Indische Studierende strömen nach Russland – doch Probleme bleiben ungelöst
Tobias LehmannIndische Studierende strömen nach Russland – doch Probleme bleiben ungelöst
Russland verzeichnet starken Zulauf indischer Studierender – doch es gibt weiterhin Probleme
In Russland steigt die Zahl indischer Studierender stetig an: Allein 2025 stieg sie um 35 Prozent. Mittlerweile studieren dort über 30.000 Menschen aus Indien, womit das Land nach China zum zweitwichtigsten Herkunftsland ausländischer Studierender aufgestiegen ist.
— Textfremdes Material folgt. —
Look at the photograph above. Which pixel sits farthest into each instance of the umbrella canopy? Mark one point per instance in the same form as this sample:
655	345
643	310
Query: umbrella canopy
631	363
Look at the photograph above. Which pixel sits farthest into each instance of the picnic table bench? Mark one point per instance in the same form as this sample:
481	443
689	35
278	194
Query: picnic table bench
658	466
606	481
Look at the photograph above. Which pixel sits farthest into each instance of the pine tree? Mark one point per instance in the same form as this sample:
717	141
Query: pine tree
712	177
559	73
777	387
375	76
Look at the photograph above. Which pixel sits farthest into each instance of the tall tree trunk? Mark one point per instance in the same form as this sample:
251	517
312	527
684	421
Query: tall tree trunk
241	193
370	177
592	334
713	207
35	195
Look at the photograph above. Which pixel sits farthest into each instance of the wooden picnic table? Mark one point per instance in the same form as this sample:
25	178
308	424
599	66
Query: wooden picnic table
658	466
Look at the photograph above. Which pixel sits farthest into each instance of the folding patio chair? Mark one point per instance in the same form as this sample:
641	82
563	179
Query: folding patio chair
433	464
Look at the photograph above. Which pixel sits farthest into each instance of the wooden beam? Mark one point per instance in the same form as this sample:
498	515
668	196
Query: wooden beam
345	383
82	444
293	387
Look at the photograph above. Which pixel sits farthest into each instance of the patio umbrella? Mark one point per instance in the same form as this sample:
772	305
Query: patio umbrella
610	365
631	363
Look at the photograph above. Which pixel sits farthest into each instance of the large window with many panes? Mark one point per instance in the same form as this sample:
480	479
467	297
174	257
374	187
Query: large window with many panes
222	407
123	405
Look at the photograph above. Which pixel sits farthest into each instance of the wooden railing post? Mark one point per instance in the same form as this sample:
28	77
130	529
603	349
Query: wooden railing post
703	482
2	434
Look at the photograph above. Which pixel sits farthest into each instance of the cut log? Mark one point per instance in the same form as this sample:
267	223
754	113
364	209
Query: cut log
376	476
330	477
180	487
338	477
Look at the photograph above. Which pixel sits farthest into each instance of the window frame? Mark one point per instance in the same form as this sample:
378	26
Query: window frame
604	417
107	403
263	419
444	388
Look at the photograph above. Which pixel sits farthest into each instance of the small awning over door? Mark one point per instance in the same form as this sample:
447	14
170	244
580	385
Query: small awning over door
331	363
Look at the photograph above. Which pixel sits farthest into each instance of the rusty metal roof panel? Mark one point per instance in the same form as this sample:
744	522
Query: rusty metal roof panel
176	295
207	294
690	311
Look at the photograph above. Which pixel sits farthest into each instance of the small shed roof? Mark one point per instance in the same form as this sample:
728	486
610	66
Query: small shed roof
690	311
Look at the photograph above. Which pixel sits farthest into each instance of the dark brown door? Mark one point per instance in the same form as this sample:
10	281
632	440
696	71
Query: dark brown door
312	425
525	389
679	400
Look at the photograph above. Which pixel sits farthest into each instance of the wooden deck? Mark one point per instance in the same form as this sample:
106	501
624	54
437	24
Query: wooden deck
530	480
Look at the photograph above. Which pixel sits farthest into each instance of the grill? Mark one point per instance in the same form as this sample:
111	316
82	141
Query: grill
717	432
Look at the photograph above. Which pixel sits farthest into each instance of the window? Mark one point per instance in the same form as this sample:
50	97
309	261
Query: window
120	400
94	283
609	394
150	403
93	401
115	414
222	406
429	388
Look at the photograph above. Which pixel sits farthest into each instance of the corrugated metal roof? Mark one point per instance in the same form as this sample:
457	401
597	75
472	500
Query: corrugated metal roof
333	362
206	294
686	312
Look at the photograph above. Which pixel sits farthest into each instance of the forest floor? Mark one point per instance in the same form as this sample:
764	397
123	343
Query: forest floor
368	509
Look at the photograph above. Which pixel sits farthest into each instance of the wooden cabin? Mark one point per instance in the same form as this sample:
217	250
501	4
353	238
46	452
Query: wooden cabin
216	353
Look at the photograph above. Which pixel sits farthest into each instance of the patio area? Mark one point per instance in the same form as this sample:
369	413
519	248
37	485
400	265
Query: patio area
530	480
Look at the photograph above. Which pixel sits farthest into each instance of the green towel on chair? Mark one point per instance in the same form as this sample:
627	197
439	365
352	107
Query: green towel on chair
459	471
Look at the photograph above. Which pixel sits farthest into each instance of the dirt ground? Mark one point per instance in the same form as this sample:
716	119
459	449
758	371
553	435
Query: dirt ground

Trotz dieses Wachstums bleiben jedoch Bedenken hinsichtlich der Lebensbedingungen und der akademischen Standards bestehen.
Im Jahr 2025 nahmen russische Hochschulen 30.000 indische Studierende auf – deutlich mehr als im Vorjahr. Die meisten von ihnen schrieben sich für medizinische Studiengänge ein, was die hohe Nachfrage nach einer Ausbildung im Gesundheitsbereich widerspiegelt. Doch bis Mitte 2025 richteten sich mehr als die Hälfte der 350 Beschwerden indischer Studierender im Ausland gegen Russland. Sie berichteten von Ausbeutung, Belästigung und Diskriminierung.
Experten prognostizieren einen weiteren Anstieg um 20 bis 30 Prozent, begünstigt durch die engere Zusammenarbeit beider Länder und erleichterte Visabestimmungen. Um jedoch noch mehr Studierende anzuziehen, sind entscheidende Verbesserungen nötig. Besser ausgestattete Wohnheime, ein stärkeres Renommee der Universitäten und mehr englischsprachige Angebote gelten als unverzichtbar. Viele indische Studierende legen zudem Wert auf Praktikumsplätze und klare Berufsperspektiven bei der Wahl ihres Studienorts.
Die laufenden Reformen der medizinischen Ausbildung in Indien könnten russische Hochschulen dazu drängen, ihre Lehrpläne zu modernisieren und die Sprachausbildung zu verbessern. Derzeit studieren weniger als 2 Prozent der 1,8 Millionen indischen Studierenden, die jährlich ins Ausland gehen, in Russland – hier gibt es also noch Wachstumspotenzial, sofern die Herausforderungen angegangen werden.
Die Zahl indischer Studierender in Russland nimmt zwar zu, doch Klagen über Behandlung und Lehrqualität bleiben ein Hindernis. Wenn die Universitäten die Lebensbedingungen, die Sprachförderung und die Karrierechancen verbessern, könnten sie noch mehr Studierende gewinnen. Aktuell bleibt Russlands Anteil am globalen Bildungsmarkt Indiens zwar gering, doch die Möglichkeiten für eine Expansion sind vorhanden.